Monday, June 4, 2018

Collard Green Dip

Ingredients

  • 1 Tablespoon Olive Oil
  • 2 bunches Fresh Collard Greens, Rinsed And Chopped
  • 5 slices Bacon, Chopped (or, try vegetarian bacon!)
  • 1/2 Sweet Onion, Chopped
  • 2 cloves Garlic, Chopped
  • ¼ cups Dry White Wine
  • 12 ounces, fluid Cream Cheese, Cut Into Pieces
  • 8 ounces, weight Sour Cream
  • ½ teaspoons Red Pepper Flakes
  • Kosher Salt And Pepper To Taste
  • ¾ cups Freshly Grated Parmesan, Divided

Instructions:

  • Heat olive oil in Dutch oven at medium heat. Add collard greens and cover, allowing to wilt for about 10 minutes, stirring as necessary.

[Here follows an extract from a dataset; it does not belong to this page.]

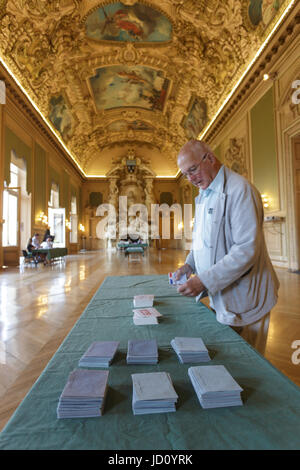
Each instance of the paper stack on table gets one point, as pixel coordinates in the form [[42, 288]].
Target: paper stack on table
[[174, 282], [99, 354], [153, 393], [142, 351], [140, 301], [190, 349], [83, 395], [146, 316], [215, 387]]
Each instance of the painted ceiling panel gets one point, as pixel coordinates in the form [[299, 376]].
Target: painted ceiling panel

Remove to a separate bowl.
  • Cook bacon in the same Dutch oven over medium-high heat 5 to 6 minutes or until crisp; remove bacon, and drain on paper towels, reserving 1 tablespoon drippings in the Dutch oven.
  • Sauté onions in hot drippings until tender, about 4 – 5 minutes. Add garlic and saute for another 30 seconds. Pour in wine and cook 1 to 2 minutes, stirring to loosen particles from the bottom of the Dutch oven. Stir in collard greens, cream cheese, sour cream, red pepper flakes, and 1/2 cup Parmesan cheese. Season liberally with salt and pepper. Cook, stirring often, 6 to 8 minutes or until cream cheese is melted and mixture is thoroughly heated. Transfer to a lightly greased 1 1/2-qt. baking dish (I used a sour dough bread bowl). Sprinkle evenly with remaining 1/4 cup Parmesan cheese.
  • Broil 6 inches from heat 4 to 5 minutes or until cheese is lightly browned. Sprinkle evenly with bacon. Serve with toast points, pita bread, or tortilla chips. Yields 4 cups.